Por que essa votação é uma chaga para uma sociedade de justiça
Não podemos naturalizar que meninas estatisticamente negras, pobres e vítimas de violência sejam ainda mais vulnerabilizadas por políticas públicas. Quando o Estado decide bloquear protocolos de atendimento humanizado, ele legitima a violência institucional e a nega o direito à infância.
O discurso de “proteção à vida” usado por aqueles que votaram a favor do PDL é cínico: negar a essas meninas o direito ao aborto legal em situações de estupro é condená-las à maternidade forçada, à evasão escolar, aos riscos físicos e psíquicos graves.

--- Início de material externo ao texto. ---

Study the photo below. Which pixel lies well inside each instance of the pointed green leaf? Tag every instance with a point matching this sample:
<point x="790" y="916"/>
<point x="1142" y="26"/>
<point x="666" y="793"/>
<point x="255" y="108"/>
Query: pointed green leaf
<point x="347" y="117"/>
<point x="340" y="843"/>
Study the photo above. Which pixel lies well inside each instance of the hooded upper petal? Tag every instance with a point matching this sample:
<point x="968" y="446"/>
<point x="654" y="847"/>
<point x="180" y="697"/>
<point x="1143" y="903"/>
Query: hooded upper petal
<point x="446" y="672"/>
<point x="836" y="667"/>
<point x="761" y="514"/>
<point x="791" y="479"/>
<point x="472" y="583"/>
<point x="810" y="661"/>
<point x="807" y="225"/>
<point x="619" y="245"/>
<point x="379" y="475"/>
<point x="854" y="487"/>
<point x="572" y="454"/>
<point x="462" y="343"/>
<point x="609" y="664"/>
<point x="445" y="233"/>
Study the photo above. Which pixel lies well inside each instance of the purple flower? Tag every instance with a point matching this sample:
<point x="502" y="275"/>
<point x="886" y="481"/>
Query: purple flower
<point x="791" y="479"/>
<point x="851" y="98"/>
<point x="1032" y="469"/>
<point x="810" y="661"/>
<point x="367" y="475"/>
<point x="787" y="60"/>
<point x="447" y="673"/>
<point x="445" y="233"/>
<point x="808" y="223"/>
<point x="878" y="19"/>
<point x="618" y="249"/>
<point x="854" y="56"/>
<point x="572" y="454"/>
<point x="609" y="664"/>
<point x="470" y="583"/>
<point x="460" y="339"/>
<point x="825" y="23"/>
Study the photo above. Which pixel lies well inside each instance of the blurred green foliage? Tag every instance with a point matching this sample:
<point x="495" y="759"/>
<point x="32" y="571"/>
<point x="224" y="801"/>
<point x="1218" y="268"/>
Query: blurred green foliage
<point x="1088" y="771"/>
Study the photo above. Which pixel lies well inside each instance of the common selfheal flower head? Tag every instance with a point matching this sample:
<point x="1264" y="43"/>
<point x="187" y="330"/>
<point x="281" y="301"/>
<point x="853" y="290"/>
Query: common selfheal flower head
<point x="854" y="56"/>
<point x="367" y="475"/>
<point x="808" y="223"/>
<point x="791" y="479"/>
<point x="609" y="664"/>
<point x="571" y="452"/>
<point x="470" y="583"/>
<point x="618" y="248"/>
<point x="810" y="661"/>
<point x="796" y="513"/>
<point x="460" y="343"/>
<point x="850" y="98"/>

A aprovação do PDL 03/2025 é uma manobra política de extrema gravidade. Esse voto não será esquecido, e cabe ao movimento popular, aos partidos de esquerda, aos movimentos feministas e de juventude pressionar o Senado para barrar essa barbárie – e ir além: exigir políticas públicas reais de proteção, atendimento, interrupção legal da gestação quando o direito assim o permite, e assistência integral às vítimas.
Você sabia?
- Em 2019, no Brasil, foram 19.330 nascimentos de mães de 10 a 14 anos.
- Entre 2020 e 2022, foram registradas mais de 49 000 nascimentos de mães entre 10 e 14 anos — faixa etária em que qualquer gestação é, por lei, resultado de estupro de vulnerável.
- Em 2020, cerca de 380.778 partos foram realizados por mães adolescentes (até 19 anos), o que correspondeu a 14% de todos os nascidos vivos no país.
- Segundo um levantamento, no período de 2011 a 2021 foram identificados 107.800 nascidos vivos cujas mães tinham entre 10 e 14,5 anos, média de 26 nascimentos por dia dessa faixa etária.